Dienstag 03.05.2016
Von Bajram Curr nach Shkodra
Nach dem Frühstück kläre ich mit dem Hotel, dass wir noch bis Mittag im Zimmer bleiben können. Es regnet und wir haben keine große Lust bei diesem Wetter einen Ausflug ins Valbona-Tal zu machen, wo man vermutlich eh nicht viel sehen kann.

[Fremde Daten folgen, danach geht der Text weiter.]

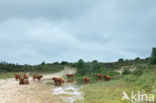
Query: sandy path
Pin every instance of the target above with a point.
(36, 92)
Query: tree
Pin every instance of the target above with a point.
(120, 60)
(64, 63)
(137, 59)
(80, 67)
(153, 56)
(43, 63)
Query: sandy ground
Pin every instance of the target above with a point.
(35, 92)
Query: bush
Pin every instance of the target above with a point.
(131, 78)
(138, 72)
(153, 56)
(120, 60)
(126, 72)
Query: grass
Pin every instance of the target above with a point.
(109, 92)
(7, 75)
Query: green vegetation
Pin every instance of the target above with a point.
(8, 70)
(153, 56)
(138, 75)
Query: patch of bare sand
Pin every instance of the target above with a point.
(36, 92)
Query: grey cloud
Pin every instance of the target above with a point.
(36, 31)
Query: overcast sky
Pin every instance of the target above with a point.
(32, 31)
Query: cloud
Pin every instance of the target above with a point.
(36, 31)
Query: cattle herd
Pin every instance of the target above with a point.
(24, 79)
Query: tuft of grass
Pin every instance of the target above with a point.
(108, 92)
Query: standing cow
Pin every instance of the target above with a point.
(98, 77)
(107, 77)
(87, 80)
(17, 76)
(58, 81)
(70, 77)
(37, 77)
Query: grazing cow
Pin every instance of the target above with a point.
(17, 76)
(107, 77)
(23, 81)
(37, 77)
(58, 81)
(25, 76)
(87, 80)
(98, 77)
(70, 77)
(62, 80)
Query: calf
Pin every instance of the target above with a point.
(23, 81)
(87, 80)
(70, 77)
(17, 76)
(98, 77)
(58, 81)
(107, 77)
(37, 77)
(25, 76)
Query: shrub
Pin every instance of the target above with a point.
(126, 72)
(138, 72)
(120, 60)
(153, 56)
(131, 78)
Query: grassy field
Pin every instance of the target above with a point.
(110, 92)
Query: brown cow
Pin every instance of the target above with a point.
(87, 80)
(17, 76)
(26, 81)
(70, 77)
(37, 77)
(98, 77)
(25, 76)
(107, 77)
(58, 81)
(23, 81)
(62, 80)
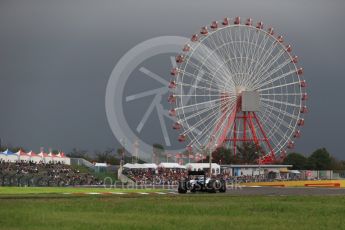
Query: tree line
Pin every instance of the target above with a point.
(247, 153)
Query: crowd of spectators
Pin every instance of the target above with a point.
(43, 174)
(167, 176)
(159, 176)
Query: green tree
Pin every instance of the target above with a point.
(320, 159)
(297, 160)
(158, 153)
(248, 153)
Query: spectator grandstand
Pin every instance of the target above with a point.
(29, 173)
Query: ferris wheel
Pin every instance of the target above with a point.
(238, 82)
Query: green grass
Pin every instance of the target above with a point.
(198, 211)
(60, 190)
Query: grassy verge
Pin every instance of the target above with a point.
(209, 211)
(60, 190)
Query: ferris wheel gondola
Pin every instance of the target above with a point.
(238, 83)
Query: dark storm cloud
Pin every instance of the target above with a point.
(56, 58)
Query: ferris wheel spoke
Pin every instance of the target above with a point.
(266, 75)
(280, 94)
(261, 52)
(281, 102)
(292, 116)
(254, 51)
(237, 58)
(206, 120)
(274, 130)
(264, 83)
(279, 118)
(199, 112)
(272, 61)
(209, 127)
(278, 86)
(166, 114)
(199, 87)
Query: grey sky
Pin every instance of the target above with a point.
(56, 58)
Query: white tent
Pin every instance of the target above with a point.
(63, 159)
(150, 166)
(2, 156)
(34, 157)
(140, 166)
(46, 158)
(201, 166)
(23, 156)
(56, 158)
(9, 156)
(171, 165)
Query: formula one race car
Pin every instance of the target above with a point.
(197, 181)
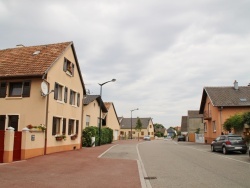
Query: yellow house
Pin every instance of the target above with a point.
(42, 86)
(127, 124)
(111, 119)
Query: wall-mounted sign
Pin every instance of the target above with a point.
(44, 88)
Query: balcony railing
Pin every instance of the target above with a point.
(207, 115)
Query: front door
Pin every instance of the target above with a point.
(17, 146)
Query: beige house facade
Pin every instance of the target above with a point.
(127, 123)
(42, 86)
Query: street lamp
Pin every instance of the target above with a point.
(100, 121)
(131, 120)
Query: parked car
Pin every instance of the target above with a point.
(181, 138)
(228, 143)
(147, 138)
(167, 138)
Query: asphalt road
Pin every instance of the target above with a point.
(183, 164)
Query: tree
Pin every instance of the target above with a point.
(138, 126)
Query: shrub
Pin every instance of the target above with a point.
(88, 132)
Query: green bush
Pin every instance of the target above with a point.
(88, 132)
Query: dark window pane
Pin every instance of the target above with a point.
(26, 89)
(15, 89)
(2, 122)
(65, 94)
(56, 91)
(54, 126)
(64, 126)
(3, 87)
(13, 122)
(77, 126)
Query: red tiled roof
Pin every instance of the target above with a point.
(22, 61)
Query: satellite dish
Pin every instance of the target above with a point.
(44, 88)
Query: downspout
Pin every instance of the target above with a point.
(221, 108)
(82, 121)
(46, 116)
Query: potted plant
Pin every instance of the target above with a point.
(60, 137)
(73, 137)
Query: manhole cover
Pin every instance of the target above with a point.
(149, 178)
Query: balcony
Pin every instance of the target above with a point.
(207, 115)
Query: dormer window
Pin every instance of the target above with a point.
(68, 67)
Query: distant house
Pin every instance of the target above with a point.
(127, 123)
(112, 120)
(218, 104)
(171, 132)
(41, 86)
(91, 113)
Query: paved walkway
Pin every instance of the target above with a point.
(79, 168)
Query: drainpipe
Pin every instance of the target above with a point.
(221, 108)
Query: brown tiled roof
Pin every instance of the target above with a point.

So vertrödeln wir den Vormittag auf dem Zimmer. Ich kümmere ich um meine Arbeit und Markus macht irgendwann noch ein Schläfchen. Gegen 12 Uhr mache ich mich langsam bereit für den Aufbruch und auch Markus wacht auf und fängt an sich anzuziehen. Auf einmal Schreie aus seiner Richtung. Beim Anziehen seiner Hose oder seiner Socken ist ihm die Hexe in den Rücken gefahren. So eine Scheisse!
Markus meint, ich könne nichts für ihn tun. Jetzt helfe nichts weiter als seine Tabletten und 2-3 Tage liegen. Ich solle mich auf die Fähre auf machen und die nächsten Tage mein eigenes Programm machen. Dann treffen wir uns wieder, so der in aller Eile gemachte Plan.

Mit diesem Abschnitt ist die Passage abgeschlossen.